Are you finding that your meetings aren't as effective as they could be? Here's plan!
- Have a pre-meeting meeting to discuss what will happen in the meeting.
- Have the meeting (as usual).
- Have a post-meeting meeting to discuss what just happened at that meeting.
This works best when the three meetings are back-to-back-to-back. Also, a change of scenery helps give attendees a fresh perspective, so move the meetings from room-to-room.
J
3 comments:
Just another tip for making meetings more effective, and for making yourself more popular with your co-workers as well. At meetings, pick a certain person and automatically contradict everything he says. In the course of your contradiction, be sure to exaggerate the original statement first. Here's an example: Suppose a colleague says, "Maybe we should invite Professor Smith to our next meeting." You speak up and say, "I don't think we should get into the habit of letting faculty make all our decisions for us." Or, if a cohort says something like: "Maybe our University President is unaware of some of our inflationary costs," pipe up immediately and retort, "We shouldn't assume the President is a totally ignorant moron." The more cleverly you exaggerate the original point, the more fun it is. This can become a sort of game in itself, and can keep you entertained through long, boring meetings. What's more, your colleagues are sure to appreciate your wit and creativity.
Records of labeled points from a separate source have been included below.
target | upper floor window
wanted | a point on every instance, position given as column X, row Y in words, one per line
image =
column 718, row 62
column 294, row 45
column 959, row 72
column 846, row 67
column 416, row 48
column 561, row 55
One or more hours before the meeting, draw straws to see which staff people will be stuck going, and which lucky one stays behind to man the service desk.
After the meeting, hold another meeting to update the staff member(s) who didn't go.
One or more days later, hold another meeting to update the librarian on the happenings at the staff meeting, and for the librarian to update the staff on the happenings at their meeting that called the librarian away from the first meeting.
After a quick phone call from the director to the librarian, hold another meeting so the librian may pass the director's opinions, and formulate a response to be given at the next meeting.
Forget effective, try bearable. Here's a tidbit from our library's sordid past... In response to the Head Librarian's meeting-happy policies, coworkers created staff-meeting-bingo cards filled with said librarians most repeated words or phrases. Why not try this one yourself? It makes an otherwise mindnumbing situation more enjoyable, and also provides incentive to actually pay attention.